Ces questionnements ont traversé mon esprit à la lecture de deux comptes rendus. Le premier concerne les résultats plus que surprenants de l’Agence nationale des eaux et forêts qui, malgré un budget tout à fait conséquent de 2,7 milliards de dirhams, un encadrement en ingénieurs à faire pâlir d’envie nombre de structures, publiques et privées, et une direction versée dans le domaine depuis plusieurs années ne réalise pas ses objectifs. La raison invoquée serait la persistance de problèmes… administratifs. Le deuxième compte rendu, plus inquiétant, car ayant un impact sur l’ensemble des générations futures, fait état de l’incapacité de l’administration de l’enseignement à construire un système d’enseignement de qualité depuis des années. Est-ce à défaut de moyens financiers? Nous avons déjà eu l’occasion de souligner et de saluer l’effort fourni par le budget de l’État dans ce domaine. Avec pratiquement 80 milliards de dirhams par an, le Maroc consacre plus de 5% de son PIB à l’enseignement primaire et secondaire, davantage si nous incluons le supérieur. C’est un ratio tout à fait honorable au niveau mondial. Malgré, encore une fois, cet effort budgétaire de l’État, qui dure depuis des années, notre pays se classe parmi les derniers dans le classement PISA mesurant les acquis de l’élève. Est-ce la faute au ministre actuel? À ceux qui l’ont précédé, même en remontant très loin? La justification ne tient pas la route. Il faut le dire: il y a dans certaines administrations des situations de rente, auxquelles aucun ministre n’ose s’attaquer, au risque de perdre sa place, tout simplement. À la limite, cette rente serait tolérable si les résultats étaient au rendez-vous.
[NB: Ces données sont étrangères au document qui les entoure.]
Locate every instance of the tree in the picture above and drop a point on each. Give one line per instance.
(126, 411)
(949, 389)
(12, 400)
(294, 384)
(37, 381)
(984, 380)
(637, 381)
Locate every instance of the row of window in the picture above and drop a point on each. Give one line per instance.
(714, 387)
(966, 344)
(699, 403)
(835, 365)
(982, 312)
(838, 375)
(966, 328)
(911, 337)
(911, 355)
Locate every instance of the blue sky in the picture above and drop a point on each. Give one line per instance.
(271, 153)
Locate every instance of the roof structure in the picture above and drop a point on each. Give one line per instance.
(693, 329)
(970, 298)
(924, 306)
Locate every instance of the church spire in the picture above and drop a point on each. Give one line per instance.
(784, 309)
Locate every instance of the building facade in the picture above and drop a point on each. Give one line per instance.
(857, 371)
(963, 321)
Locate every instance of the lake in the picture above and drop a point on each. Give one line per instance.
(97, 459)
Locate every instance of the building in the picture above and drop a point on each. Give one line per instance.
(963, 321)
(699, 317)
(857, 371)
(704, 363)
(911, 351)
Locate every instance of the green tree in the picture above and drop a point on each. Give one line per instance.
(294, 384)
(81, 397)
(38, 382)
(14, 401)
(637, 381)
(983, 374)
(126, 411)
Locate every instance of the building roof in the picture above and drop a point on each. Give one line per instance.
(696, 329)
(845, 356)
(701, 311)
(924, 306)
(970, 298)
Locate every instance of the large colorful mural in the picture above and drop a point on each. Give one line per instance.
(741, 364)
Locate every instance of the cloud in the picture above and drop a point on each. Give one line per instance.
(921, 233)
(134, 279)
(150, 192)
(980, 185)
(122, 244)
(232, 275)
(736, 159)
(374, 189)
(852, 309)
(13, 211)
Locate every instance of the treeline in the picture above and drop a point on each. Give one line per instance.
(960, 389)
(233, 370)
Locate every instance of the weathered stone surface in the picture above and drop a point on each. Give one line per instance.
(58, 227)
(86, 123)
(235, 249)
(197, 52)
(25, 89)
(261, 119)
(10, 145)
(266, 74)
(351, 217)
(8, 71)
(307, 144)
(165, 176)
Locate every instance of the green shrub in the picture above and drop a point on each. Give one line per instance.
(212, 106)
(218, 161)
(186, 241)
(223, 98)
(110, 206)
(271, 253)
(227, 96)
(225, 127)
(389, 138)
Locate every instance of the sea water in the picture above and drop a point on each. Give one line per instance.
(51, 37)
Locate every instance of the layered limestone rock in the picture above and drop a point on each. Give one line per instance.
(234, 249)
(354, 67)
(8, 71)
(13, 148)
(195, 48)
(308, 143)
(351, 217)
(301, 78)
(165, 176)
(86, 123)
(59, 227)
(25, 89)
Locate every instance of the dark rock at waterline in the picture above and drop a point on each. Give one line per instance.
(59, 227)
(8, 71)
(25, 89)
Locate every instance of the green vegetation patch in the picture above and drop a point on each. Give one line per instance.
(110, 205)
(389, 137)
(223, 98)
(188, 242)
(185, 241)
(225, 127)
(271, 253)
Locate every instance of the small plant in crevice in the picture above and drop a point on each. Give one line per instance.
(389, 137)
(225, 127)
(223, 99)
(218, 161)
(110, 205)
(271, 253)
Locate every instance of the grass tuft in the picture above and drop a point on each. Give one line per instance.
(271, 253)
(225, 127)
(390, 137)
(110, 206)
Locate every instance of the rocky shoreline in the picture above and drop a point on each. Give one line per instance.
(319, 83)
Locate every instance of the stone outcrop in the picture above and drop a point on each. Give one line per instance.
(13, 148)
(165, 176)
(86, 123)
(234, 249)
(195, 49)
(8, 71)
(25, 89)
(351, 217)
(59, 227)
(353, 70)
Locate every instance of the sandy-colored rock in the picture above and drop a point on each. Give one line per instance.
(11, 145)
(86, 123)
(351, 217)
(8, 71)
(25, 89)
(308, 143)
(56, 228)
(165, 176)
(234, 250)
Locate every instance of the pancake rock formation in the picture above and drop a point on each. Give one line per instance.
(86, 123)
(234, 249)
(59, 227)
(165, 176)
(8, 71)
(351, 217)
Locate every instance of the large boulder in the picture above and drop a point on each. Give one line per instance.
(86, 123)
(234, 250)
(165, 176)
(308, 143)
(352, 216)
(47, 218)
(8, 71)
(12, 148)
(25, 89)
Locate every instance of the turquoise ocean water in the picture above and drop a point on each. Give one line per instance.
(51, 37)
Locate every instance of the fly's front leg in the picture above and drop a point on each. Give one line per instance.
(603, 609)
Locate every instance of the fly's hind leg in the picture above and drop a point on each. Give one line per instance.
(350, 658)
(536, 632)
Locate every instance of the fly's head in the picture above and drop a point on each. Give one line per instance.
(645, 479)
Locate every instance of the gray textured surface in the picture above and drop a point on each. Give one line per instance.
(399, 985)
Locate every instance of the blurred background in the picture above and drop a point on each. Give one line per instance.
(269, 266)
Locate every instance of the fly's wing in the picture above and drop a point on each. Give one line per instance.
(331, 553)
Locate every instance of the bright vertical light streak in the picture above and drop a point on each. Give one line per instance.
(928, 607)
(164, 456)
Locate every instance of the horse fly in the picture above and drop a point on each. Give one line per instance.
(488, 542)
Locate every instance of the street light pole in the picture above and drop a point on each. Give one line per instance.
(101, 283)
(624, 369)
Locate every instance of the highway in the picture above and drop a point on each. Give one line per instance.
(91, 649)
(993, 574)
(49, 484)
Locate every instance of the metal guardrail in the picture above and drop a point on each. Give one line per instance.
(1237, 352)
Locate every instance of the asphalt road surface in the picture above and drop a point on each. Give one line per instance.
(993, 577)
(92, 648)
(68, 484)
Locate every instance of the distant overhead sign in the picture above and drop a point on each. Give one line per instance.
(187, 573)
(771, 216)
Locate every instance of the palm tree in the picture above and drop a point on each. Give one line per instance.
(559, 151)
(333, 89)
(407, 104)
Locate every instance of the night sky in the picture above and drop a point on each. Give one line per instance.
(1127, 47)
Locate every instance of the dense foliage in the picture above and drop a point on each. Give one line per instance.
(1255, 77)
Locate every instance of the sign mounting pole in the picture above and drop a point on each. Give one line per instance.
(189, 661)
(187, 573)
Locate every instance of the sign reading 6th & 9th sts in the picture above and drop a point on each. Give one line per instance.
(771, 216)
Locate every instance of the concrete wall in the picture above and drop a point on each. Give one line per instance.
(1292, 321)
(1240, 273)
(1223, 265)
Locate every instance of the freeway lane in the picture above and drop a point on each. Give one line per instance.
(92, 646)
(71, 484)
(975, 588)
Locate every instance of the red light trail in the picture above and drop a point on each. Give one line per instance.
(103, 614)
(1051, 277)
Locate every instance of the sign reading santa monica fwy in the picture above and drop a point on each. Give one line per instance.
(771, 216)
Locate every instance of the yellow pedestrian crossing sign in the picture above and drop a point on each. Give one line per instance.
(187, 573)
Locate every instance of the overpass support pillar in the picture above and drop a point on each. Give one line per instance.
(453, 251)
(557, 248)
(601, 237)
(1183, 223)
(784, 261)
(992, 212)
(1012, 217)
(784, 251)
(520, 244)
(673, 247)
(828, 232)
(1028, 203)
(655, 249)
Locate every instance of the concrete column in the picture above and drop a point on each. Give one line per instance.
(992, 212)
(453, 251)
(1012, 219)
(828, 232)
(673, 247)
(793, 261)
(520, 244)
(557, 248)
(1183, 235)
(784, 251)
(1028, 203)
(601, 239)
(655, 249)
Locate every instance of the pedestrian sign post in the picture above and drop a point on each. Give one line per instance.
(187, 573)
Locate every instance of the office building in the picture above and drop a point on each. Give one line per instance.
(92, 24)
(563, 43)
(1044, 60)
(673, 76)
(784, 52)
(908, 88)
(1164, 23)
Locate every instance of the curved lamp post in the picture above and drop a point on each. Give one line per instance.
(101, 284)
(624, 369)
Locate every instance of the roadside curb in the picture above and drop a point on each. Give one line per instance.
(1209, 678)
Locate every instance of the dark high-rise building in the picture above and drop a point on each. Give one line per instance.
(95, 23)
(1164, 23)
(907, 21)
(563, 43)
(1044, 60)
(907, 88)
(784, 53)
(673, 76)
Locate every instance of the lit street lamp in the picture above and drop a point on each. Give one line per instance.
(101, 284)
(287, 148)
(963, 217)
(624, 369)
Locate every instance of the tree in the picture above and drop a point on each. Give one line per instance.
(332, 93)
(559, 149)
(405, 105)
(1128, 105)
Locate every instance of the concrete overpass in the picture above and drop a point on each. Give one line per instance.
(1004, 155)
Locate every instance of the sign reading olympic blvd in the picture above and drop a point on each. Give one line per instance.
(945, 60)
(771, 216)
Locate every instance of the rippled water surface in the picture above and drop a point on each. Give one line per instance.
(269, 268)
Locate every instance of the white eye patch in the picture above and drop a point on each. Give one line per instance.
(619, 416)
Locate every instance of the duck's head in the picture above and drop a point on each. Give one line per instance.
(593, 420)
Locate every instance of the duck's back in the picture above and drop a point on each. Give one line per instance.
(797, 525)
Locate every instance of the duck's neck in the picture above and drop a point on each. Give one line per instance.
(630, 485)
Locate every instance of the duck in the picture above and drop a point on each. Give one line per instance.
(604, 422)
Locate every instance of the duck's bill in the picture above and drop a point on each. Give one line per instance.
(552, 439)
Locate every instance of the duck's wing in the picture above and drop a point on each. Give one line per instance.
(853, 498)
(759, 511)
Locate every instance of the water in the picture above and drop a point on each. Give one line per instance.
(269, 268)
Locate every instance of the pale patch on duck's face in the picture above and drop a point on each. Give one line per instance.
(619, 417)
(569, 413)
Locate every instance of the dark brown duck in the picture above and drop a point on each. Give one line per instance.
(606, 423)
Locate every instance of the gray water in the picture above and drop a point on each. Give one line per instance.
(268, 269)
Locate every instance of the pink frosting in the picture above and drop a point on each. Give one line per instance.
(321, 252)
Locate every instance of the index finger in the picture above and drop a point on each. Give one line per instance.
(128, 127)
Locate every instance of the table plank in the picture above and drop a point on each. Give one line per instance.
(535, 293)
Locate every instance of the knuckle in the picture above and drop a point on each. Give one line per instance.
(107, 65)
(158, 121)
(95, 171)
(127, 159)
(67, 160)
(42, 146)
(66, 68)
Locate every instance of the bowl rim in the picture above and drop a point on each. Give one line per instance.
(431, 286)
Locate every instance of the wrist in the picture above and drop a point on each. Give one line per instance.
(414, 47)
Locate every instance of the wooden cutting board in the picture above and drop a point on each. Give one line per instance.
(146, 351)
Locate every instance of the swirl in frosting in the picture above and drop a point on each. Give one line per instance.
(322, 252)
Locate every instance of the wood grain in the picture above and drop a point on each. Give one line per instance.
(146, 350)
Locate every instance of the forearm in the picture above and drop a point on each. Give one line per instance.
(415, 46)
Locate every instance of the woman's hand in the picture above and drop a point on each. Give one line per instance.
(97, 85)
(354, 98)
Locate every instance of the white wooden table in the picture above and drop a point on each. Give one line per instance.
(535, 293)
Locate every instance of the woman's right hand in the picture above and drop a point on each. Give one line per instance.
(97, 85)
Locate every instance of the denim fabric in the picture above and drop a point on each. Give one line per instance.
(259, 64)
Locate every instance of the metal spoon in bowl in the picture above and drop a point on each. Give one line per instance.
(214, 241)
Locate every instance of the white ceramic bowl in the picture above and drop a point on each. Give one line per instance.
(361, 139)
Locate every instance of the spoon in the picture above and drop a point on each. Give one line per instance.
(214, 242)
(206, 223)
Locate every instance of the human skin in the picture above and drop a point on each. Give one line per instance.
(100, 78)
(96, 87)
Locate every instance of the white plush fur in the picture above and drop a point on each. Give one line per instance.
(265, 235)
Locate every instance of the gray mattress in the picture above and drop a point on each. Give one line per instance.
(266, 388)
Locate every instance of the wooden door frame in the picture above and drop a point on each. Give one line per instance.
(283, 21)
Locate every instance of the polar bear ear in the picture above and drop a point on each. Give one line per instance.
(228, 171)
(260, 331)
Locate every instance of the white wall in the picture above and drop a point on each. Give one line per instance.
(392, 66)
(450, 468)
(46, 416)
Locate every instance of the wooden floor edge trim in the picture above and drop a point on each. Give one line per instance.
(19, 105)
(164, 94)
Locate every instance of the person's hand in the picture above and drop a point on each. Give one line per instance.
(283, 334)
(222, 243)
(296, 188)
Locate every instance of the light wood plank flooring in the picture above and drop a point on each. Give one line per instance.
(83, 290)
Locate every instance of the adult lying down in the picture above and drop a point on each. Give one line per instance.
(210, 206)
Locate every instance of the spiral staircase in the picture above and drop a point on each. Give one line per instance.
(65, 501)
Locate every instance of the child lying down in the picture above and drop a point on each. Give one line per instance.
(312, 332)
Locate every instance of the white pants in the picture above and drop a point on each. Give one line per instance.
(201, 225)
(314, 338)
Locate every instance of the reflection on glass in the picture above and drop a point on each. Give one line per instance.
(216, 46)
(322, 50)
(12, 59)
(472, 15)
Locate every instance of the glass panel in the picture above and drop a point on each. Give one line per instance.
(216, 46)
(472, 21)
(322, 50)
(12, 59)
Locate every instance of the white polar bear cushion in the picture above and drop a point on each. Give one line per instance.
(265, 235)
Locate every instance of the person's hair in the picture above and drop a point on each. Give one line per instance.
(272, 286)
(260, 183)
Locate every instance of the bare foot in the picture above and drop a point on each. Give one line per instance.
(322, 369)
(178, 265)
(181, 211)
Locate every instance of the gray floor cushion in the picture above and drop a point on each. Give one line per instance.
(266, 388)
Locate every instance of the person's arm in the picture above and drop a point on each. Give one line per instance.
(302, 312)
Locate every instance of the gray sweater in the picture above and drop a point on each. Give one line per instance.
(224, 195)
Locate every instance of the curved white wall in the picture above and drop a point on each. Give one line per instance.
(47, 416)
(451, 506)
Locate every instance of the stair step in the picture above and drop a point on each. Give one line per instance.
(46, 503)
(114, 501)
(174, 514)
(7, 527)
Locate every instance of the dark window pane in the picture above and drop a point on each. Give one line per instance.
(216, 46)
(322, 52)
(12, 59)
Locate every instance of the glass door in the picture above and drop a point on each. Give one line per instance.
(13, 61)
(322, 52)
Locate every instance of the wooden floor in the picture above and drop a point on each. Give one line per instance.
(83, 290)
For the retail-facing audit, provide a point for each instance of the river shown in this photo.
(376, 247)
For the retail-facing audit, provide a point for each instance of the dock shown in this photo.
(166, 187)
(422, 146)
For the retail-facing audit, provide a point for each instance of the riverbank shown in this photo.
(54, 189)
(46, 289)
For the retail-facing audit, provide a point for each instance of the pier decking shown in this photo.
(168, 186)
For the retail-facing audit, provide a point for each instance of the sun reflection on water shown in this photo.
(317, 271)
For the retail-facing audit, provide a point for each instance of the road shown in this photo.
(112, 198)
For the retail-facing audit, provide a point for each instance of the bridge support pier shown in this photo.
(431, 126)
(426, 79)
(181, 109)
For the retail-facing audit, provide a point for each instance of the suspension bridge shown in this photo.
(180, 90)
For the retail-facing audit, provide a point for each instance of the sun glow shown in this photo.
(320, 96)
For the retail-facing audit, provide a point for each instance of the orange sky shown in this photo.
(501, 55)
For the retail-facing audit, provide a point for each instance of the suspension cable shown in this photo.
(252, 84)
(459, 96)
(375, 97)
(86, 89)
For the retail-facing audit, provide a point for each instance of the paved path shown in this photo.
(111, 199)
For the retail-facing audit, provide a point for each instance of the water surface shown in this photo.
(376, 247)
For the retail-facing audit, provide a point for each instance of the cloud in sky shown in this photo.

Avons-nous dit le nécessaire en rappelant que notre administration, dans plusieurs de ses départements, souffre d’un déficit de gouvernance qui impacte la croissance, voire le développement qualitatif du pays?

Qu’est-ce qui empêche le gouvernement actuel, qui dispose d’une large majorité issue des urnes, comme il se complaît souvent à le rappeler, donc de la légitimité politique, d’entamer la réforme de l’administration? Disons-le franchement: l’actuel parti majoritaire semble ne pas trop y tenir. Est-ce par culture? L’actuel Chef de gouvernement, ce n’est un secret pour personne, affectionne la verticalité dans la prise de décision (nous y reviendrons dans une prochaine chronique). Pourquoi va-t-il s’embarrasser d’une administration propositionnelle? Le département chargé de la Réforme de l’administration, adossé au numérique, est inaudible, alors qu’il devrait être un ministère de poids dans un pays qui, ne disposant pas de rentes pétrolières, doit optimiser la gestion de ses modestes ressources.

Nous avons commencé cette chronique en mettant l’accent sur le rôle de l’administration comme acteur de développement politique du pays, son poids, sa force, ses faiblesses, sans exclure une possible initiative de l’exécutif pour la réforme de ce corps si précieux. La problématique est là. Le Maroc, au vu de son expérience passée et des défis qui l’attendent, a besoin d’une administration autrement plus performante que l’actuelle. Comment peut-on y arriver? L’invitation au débat est lancée.